VATICAN CITY — Song and music are gifts capable of touching the hearts of young people, drawing them out of spirals of anxiety and bringing them closer to God, Pope Francis said.
Greeted with song Dec. 30 by young people from the International Foundation of Pueri Cantores -- an organization that promotes sacred music and the formation of children in choirs for liturgical singing -- the pope praised the young vocalists for helping others pray and open their hearts to God, which is "fundamental for the life of the church."
Today, he said, "there is much need for joy in the world," and music can provide that.
"So many people, also young people, are prisoners of their anxiety or of boredom; song and music can touch hearts, give beauty, restore a taste and hope for life," he said.
But the pope also insisted that choir members are not "just any kind of artists, you don't put on a show." Rather, their role is to help others pray through their own sung prayer.
For that reason, Pope Francis said it is important for the children to "keep your heart close to Jesus not only when you sing, but always, and this is done through prayer each day."
The pope cited the well-known saying by St. Augustine: "One who sings prays twice."
Singing, he added, "is an act of love, and doing so we pray with words and music, with heart and voice, with devotion and with art."
The foundation includes 1,000 choirs -- all-boys, all-girls or mixed -- and represents some 40,000 young people in 43 countries. The organization brings groups of young people to Rome and to meet with the pope once every four years.
Pope Francis told the young singers that being part of a choir is a "school of humility" since each singer is part of something "bigger than him or her and in which all are at the service of all."
"A singer who looks to put his- or herself at the center, or to prevail over the others, is not a good singer, indeed they risk ruining the work of everyone and this is immediately felt," the pope said.
He encouraged them not to "show off," but rather to strive "to blend together so that in unity, which comes from humility, your singing expresses true friendship with God, with others and among yourselves."
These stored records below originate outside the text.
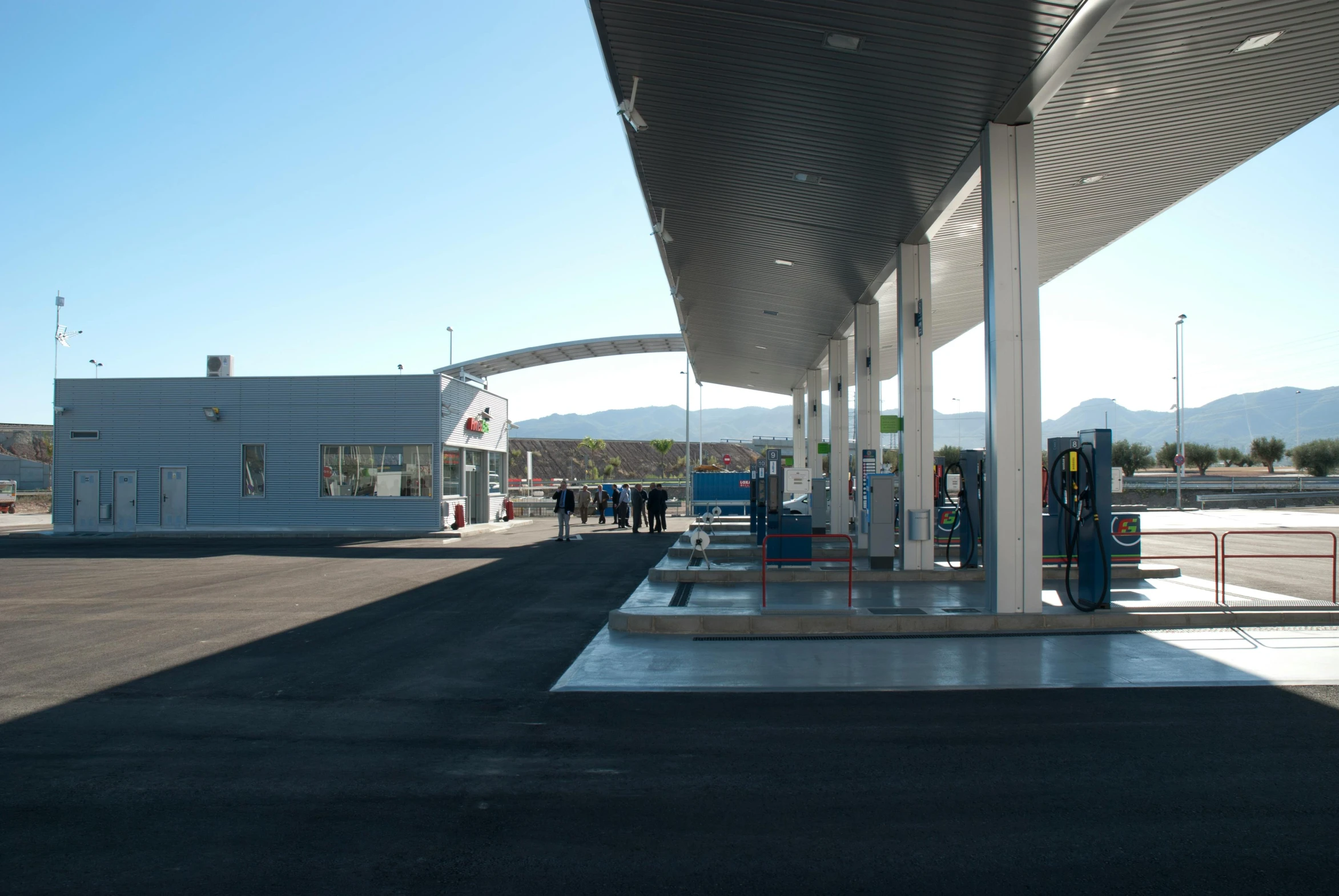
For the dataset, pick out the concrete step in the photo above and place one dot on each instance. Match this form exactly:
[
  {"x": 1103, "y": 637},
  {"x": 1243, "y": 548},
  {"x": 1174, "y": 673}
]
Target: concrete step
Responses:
[
  {"x": 733, "y": 574},
  {"x": 687, "y": 621}
]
Sacred music, the pope said, is particularly humble, since it "knows how to step aside at the right time, to make room for silence, where everyone can listen in secret to the words that only Jesus knows how to say to each of us."
"Singing well together requires effort, just as living well together requires effort," Pope Francis told the group. "You, however, with the harmony of your performances, the light of your faces and the beauty of your voices, help us to understand that it is worth it."